Optional Pockets: Cut the pocket piece, cut off one third, and finish the edges of both pieces. The larger pocket piece will become the inside pocket, and the smaller pocket piece will become the outside pocket. Turn and fuse a one-inch hem on one long edge of the larger piece. Top stitch this hem edge. Turn and fuse a one-inch hem on both short edges of the smaller piece as shown in the picture above. Top stitch one hem edge.
Optional Inside Pocket: Lay the wrong side of the large pocket on the wrong side of the bag piece. Place the hemmed edge of the pocket 2.5 inches below and parallel to the top edge of the bag piece, as shown below. Place an adjacent edge of the pocket piece exactly on top of the long edge of the bag piece. Pin the pocket piece to the bag piece. Baste, with contrasting thread, only the inside edge of the pocket piece (away from the outer edge). The contrasting thread will serve as a strap placement line.
Optional Outside Pocket: Place the bag piece right side up and the small pocket piece right side up. At the end opposite the inside pocket, place the hemmed edge of the pocket 2.5 inches below and parallel to the top edge of the bag piece. An outer edge of the small pocket should follow the line of basting created for the inner pocket. The clear ruler at the left of the picture below follows the basting line and the outer pocket is to the right of the upper portion of the ruler. The clear ruler at the top ensures that the top of the small pocket is parallel to the top edge of the bag. Baste the unhemmed edges of the small pocket with contrasting thread to serve as strap placement lines.
The following picture has been turned and brightened for illustration purposes. Two rows of basting to the left hold down the exterior pocket, and one row of basting to the right holds the interior pocket in place.
Using the thread selected for this project stitch two rows, about 1/8-inch apart, across the exterior pocket's lower hemmed edge. This is close to the middle of the bag piece.
No-Pocket Version: On the right side of the bag piece, draw two strap placement lines parallel down the middle, spaced apart approximately 1/3 the Length distance as determined at the beginning.
Continue Making the Bag: Put a pin at the center of the strap piece. Also put a pin at the center of one long edge of the bag piece. Aligning the pin on the strap piece to the pin on the bag piece, lay the strap down centered over the strap placement lines on the right side of the bag piece, forming a continuous circle, turning under the overlapping end. Use a small piece of fusible tape to hold the turned under section of strap to itself. Also fuse the strap to the bag, but not the last 3 inches at the short edges of the bag and not the last 2 inches of the overlapped strap (allows you to stitch down the underlap).

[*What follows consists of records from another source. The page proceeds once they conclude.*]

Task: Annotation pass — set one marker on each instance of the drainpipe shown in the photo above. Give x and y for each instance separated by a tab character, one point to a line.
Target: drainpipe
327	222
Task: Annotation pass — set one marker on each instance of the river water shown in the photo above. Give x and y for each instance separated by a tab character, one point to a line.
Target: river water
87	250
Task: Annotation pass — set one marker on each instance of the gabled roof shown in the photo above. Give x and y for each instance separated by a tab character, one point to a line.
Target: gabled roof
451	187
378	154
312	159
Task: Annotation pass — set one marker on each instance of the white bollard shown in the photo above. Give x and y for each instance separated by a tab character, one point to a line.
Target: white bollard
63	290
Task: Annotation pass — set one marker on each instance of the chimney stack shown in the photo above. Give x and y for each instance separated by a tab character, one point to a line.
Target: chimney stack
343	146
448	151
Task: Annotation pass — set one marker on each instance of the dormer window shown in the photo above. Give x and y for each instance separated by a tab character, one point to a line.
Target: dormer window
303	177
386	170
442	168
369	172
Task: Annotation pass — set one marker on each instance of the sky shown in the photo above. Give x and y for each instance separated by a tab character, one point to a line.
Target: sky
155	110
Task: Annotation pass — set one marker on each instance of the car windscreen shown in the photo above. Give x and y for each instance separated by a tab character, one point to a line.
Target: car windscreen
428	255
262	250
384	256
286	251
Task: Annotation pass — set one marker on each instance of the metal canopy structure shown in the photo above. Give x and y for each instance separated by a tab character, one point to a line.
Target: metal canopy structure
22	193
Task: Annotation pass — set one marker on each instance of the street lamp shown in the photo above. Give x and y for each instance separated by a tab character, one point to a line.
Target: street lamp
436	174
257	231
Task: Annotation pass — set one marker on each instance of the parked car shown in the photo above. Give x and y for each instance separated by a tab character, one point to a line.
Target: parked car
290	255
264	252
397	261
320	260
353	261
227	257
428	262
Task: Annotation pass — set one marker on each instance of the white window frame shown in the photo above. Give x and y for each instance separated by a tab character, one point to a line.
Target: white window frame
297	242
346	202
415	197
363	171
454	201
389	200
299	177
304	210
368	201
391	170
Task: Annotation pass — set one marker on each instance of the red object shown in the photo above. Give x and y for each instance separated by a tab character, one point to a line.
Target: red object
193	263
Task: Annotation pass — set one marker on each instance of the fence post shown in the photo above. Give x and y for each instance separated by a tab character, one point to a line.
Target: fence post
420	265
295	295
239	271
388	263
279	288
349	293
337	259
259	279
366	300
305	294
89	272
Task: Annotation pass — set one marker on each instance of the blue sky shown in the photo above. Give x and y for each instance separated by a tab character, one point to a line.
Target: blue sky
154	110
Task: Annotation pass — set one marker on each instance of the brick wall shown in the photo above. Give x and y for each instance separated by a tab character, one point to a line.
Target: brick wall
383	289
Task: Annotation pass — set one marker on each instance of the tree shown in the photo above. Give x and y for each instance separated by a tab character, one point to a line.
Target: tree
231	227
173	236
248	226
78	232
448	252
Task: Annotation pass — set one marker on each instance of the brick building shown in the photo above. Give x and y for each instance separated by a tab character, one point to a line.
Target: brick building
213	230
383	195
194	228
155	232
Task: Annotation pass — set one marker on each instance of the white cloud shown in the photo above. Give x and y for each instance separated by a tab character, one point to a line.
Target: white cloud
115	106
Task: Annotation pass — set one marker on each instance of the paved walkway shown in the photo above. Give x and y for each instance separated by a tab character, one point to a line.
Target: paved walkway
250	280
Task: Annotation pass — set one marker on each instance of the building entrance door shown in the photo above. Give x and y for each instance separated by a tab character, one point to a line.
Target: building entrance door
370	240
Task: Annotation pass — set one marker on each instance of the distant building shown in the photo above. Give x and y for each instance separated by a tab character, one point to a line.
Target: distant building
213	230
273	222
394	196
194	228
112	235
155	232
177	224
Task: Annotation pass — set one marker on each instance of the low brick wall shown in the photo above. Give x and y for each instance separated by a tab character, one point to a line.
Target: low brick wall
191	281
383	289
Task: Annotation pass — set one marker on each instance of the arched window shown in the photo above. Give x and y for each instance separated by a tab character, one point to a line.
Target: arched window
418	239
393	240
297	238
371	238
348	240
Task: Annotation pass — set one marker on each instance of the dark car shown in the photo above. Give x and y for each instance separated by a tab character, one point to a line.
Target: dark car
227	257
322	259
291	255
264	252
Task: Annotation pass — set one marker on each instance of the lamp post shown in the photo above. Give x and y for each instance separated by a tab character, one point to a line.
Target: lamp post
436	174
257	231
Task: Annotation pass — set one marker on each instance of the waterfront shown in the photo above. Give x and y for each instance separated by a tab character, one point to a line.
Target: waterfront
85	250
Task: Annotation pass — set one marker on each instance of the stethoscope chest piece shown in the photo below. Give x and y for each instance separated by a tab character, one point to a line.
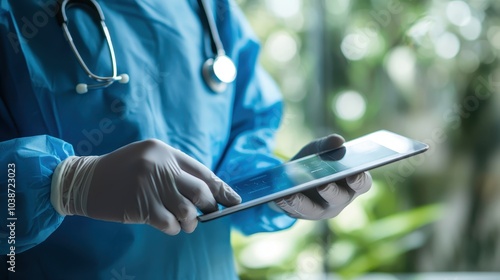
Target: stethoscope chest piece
218	72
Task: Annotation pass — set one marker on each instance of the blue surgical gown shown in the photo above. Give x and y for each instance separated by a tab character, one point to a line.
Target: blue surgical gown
161	45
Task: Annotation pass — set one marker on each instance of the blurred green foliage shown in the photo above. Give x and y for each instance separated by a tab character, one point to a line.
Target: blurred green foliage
425	69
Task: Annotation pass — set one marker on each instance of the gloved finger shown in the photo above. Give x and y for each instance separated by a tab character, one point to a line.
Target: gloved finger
222	193
326	143
163	220
360	183
185	213
336	194
197	192
300	206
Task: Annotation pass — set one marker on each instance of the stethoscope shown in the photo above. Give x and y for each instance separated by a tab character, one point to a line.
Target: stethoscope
217	72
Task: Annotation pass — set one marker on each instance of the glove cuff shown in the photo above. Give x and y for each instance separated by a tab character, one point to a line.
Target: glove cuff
70	184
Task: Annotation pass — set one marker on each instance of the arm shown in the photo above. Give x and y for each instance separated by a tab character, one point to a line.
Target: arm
32	161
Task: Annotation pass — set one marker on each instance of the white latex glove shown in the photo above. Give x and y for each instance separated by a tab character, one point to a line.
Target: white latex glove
146	182
328	200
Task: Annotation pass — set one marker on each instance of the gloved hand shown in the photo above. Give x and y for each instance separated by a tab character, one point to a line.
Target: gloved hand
326	201
146	182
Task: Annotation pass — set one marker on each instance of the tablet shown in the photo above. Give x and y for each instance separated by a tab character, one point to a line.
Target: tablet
362	154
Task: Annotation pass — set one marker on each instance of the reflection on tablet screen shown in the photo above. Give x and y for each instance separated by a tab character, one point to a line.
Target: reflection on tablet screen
303	170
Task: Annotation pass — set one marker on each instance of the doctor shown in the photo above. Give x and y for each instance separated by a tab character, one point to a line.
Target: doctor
109	168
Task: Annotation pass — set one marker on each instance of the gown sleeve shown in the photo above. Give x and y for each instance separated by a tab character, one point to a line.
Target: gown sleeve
257	113
27	166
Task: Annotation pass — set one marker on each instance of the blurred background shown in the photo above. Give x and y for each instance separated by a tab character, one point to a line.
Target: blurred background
426	69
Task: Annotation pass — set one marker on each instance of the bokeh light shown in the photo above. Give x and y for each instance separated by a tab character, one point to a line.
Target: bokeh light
458	12
349	105
281	46
447	45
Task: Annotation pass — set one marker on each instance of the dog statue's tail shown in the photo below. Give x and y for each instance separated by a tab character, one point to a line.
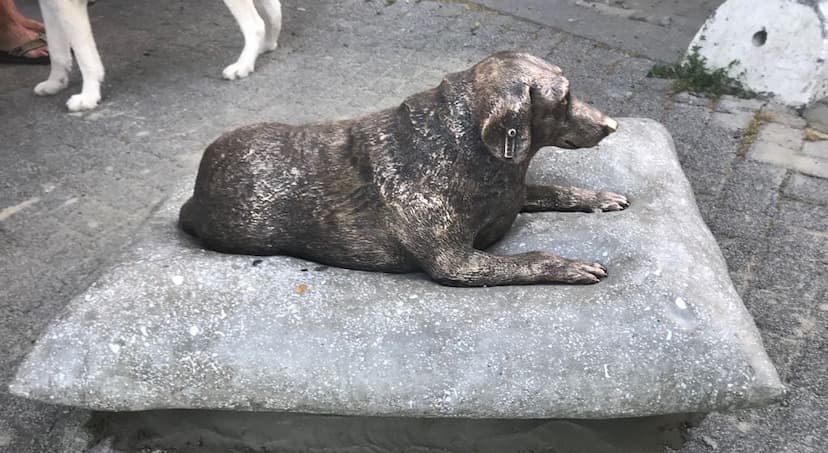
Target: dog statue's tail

Stitch securely along both edges of the strap, stopping 2.5 inches from the top edge, but do not stitch through the large inside pocket piece, as follows:
First attach the section of strap which concludes beneath the overlapping end, stitching from near the short edge of the bag piece to the end of the strap, across the end, and back up towards the bag piece short edge. When you attach the overlapping strap section, stitch from the bag's opposite short edge, down to and across the fold where the other end of the strap is folded under, and back up to the bag short edge. Attaching the other side of the strap is done simply by stitching along both edges of the strap. Stop all stitching 2.5 inches below the short (top) edges.
Fold the bag in half lengthwise with wrong sides together. Pin both layers together (1/2 Width measurement above) from fold. In this example, the pins are placed 3 inches from the fold.
Fold both layers back from pins with right sides together, forming a pleat as shown below. Stitch through all layers on each side with a half-inch seam.
Fold top edge to wrong side with a one-inch hem and top stitch all around. Make sure you don't stitch through the middle of the inner pocket! Sew straps up to the top edge, but do not stitch through the middle of the inner pocket.